The Ffos Las area is named after a farm which had existed at the site before mining operations began. The English translation of ffos las is blue trench. Ffos Las was once the site of an open cast mining operation which operated between 1983 and 1997. At one time, it was the largest open cast mine in Europe and was 500 ft deep.

Ffos Las is now best known for the Ffos Las racecourse which was completed in 2009 and is built on top of the in-filled open cast mine.

The racecourse hosts a variety of events that range from equestrian sports to live performances by musical artists, the most notable being popular indie band, Kaiser Chiefs.

The area is also renowned for the Coed Ffos Las, a young woodland planted on the slopes of the Gwendraeth Valley. The woodland was planted as a memorial to the lives lost during the First World War, and includes numerous information panels and sculptures commemorating this. One such example is ‘Yr Arwr’, a war horse sculpture.

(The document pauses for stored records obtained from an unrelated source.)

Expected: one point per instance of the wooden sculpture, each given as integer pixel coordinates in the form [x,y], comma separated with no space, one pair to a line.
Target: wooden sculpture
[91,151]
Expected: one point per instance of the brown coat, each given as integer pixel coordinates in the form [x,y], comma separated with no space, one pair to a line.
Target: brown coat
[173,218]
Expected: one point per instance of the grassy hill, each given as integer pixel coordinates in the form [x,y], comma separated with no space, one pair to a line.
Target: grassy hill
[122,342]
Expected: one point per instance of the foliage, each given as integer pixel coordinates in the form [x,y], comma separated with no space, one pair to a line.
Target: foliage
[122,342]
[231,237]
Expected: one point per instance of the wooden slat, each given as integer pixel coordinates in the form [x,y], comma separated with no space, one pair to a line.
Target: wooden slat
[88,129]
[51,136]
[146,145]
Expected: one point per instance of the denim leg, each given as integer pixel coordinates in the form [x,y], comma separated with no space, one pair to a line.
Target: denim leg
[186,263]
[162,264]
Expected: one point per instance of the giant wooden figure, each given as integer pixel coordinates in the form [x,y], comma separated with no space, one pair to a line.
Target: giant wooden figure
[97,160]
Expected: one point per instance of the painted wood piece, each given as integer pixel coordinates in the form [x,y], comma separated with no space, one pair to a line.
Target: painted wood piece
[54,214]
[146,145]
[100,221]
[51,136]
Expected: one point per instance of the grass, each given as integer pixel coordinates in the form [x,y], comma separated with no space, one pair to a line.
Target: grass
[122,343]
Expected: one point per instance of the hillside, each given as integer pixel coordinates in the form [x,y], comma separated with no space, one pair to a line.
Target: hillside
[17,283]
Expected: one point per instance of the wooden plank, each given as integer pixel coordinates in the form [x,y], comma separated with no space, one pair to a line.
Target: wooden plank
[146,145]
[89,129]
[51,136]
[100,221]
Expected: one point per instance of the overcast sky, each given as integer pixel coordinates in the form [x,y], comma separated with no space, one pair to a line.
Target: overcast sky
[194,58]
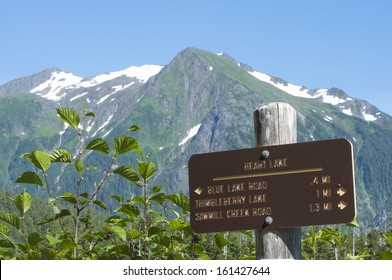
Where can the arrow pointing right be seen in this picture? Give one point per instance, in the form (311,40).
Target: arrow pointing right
(199,190)
(341,191)
(342,204)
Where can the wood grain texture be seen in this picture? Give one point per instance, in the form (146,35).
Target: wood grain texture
(276,124)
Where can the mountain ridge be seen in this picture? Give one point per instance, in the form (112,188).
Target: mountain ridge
(202,102)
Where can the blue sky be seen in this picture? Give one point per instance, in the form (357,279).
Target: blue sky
(317,44)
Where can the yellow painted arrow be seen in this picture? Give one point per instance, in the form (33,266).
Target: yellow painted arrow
(341,191)
(342,204)
(199,190)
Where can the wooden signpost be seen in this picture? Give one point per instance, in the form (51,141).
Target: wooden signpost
(274,188)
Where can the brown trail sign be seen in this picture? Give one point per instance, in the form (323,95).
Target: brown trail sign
(269,187)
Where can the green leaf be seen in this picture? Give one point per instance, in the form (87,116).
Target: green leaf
(128,173)
(84,195)
(11,219)
(34,238)
(60,155)
(140,200)
(159,198)
(101,204)
(4,230)
(353,223)
(123,144)
(117,197)
(146,169)
(69,197)
(156,189)
(162,240)
(45,221)
(25,155)
(134,234)
(98,145)
(40,159)
(118,230)
(134,128)
(90,114)
(180,200)
(79,165)
(52,240)
(220,240)
(67,244)
(69,116)
(29,177)
(175,225)
(6,244)
(129,210)
(23,202)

Coed Ffos Las is free to use for the public and includes marshland, grassland and broadleaved woodland and acts as a haven for local wildlife such as ground-nesting birds, owls and foxes.

==Future plans==
House builders Dandara are currently building approximately 141 houses as part of their "Golwg Gwendraeth" site, which is situated in a part of the racecourse development site.

As of May 2024, construction is still ongoing, however some homes have now been completed and are available to buy.